None of these mean that the child cannot learn! They just have difficulty learning the way they are being taught. The schools are set up to teach to the masses, and because not all children learn the same way, many children are then labeled learning disabled, when the truth is they are only disabled because of the way they are being taught.
When placed in the right environment with a learning strategy right for them, and when they are being taught to there strengths instead of their weaknesses, these kids will thrive. Now with that being said, not all children were meant to excel in all areas of academics, but that does not mean they are not smart. Einstein said, "everybody is a genius. But if you judge a fish by its ability to climb a tree, it will live its whole life believing it is stupid." Our children are not stupid, but by placing them in these challenging situations, and forcing them to learn in a way that is just not a match for them, leaves them feeling "stupid". It is then this feeling, this tape recorder that plays in the back of their mind, which can last a lifetime if we are not careful.

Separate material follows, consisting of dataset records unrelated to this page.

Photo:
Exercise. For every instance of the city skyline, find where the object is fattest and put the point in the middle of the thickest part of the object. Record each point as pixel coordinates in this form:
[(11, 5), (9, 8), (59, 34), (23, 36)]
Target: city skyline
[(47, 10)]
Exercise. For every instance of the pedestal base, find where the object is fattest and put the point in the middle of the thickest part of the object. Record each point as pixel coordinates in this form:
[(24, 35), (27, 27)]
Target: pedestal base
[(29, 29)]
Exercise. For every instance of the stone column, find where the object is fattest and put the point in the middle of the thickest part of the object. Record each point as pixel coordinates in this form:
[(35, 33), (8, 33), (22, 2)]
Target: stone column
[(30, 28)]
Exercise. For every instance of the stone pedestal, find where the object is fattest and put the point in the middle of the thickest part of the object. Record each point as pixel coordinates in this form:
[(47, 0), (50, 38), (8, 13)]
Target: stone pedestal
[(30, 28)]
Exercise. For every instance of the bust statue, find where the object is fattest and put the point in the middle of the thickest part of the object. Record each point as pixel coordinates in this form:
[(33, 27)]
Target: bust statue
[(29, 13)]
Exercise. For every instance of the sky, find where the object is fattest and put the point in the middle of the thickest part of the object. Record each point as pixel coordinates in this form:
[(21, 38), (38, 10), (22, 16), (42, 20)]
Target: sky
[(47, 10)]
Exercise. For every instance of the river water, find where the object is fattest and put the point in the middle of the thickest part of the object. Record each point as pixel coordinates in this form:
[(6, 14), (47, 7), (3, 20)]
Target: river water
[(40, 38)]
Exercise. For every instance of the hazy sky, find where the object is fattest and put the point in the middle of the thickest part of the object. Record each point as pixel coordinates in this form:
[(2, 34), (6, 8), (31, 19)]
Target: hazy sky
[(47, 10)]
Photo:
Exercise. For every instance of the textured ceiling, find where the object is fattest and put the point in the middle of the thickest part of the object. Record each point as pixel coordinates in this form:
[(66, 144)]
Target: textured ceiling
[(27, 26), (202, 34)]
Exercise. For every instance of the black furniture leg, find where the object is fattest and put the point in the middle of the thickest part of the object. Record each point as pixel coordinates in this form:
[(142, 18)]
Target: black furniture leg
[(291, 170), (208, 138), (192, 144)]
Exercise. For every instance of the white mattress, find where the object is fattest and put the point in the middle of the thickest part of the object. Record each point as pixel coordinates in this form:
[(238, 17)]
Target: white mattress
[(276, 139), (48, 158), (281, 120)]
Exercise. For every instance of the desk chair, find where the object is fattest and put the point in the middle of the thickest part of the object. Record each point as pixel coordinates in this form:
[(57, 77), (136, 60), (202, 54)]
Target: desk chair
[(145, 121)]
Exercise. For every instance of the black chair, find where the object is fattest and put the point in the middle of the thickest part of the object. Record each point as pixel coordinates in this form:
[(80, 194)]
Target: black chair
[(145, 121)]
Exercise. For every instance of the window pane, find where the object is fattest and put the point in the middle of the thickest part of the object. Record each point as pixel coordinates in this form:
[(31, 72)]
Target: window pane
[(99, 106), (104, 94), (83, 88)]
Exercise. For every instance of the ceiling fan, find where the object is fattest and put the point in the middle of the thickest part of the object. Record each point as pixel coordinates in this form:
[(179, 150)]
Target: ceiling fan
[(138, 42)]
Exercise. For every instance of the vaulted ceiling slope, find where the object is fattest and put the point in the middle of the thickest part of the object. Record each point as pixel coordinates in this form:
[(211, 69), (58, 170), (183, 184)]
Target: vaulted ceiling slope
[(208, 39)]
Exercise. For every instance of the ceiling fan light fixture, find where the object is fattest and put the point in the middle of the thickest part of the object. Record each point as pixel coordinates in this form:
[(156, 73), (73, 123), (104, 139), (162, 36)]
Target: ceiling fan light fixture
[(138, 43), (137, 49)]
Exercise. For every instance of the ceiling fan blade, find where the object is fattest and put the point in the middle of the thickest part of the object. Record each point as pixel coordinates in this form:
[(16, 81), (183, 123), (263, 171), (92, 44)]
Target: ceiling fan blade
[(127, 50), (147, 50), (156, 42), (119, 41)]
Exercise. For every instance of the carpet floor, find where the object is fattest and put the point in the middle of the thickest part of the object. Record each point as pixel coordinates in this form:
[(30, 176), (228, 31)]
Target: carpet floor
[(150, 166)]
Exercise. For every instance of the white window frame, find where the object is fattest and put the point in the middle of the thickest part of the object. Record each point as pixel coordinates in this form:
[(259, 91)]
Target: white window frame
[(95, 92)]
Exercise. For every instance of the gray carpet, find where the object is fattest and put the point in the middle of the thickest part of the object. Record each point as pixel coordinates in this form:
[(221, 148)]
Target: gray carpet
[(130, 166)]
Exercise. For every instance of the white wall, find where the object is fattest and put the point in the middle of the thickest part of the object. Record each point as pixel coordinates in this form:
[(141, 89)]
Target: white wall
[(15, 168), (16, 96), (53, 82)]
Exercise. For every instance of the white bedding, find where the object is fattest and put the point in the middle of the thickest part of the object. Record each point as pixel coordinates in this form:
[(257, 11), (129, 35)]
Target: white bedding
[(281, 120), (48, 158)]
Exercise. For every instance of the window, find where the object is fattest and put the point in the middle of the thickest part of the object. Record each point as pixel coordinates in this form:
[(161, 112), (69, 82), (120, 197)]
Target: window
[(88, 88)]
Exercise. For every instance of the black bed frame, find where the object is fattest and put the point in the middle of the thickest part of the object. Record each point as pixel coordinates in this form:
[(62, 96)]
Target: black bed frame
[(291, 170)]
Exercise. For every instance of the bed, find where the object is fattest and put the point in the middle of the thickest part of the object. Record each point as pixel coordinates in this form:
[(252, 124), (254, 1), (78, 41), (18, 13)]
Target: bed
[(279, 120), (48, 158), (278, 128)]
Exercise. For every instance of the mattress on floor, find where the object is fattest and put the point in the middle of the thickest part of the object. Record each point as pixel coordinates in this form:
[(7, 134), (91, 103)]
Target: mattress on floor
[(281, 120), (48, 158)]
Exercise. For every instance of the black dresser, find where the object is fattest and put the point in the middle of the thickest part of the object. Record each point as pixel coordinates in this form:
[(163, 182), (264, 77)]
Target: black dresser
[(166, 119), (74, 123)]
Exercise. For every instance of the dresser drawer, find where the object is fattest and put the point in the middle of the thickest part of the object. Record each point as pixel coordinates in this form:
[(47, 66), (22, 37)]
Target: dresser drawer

We must all be successful in order to feel successful. When our children are denied the feeling of success, when they are continually placed in situations in which they cannot succeed, they will eventually believe that they are not capable of success. This is what is broken, not our children.
So what is the answer? What can we do to help our children?
We must look beyond the challenges, beyond the behaviors and beyond judgment. Your child is just developing strategies in order to survive in a world that to them may be quite confusing due to a disorganized sensory processing system.
In upcoming blogs, we will discuss specific areas of weakness, how to identify them, how to strengthen them, and how to emotionally support our children and ourselves as parents. Keep in mind, when preparing to take off on an airplane, the flight attendant always instructs us that in case of an emergency always place the oxygen mask on yourself first before helping others. You will always do a better job helping your children if you help yourself first. When was the last time you did something for you?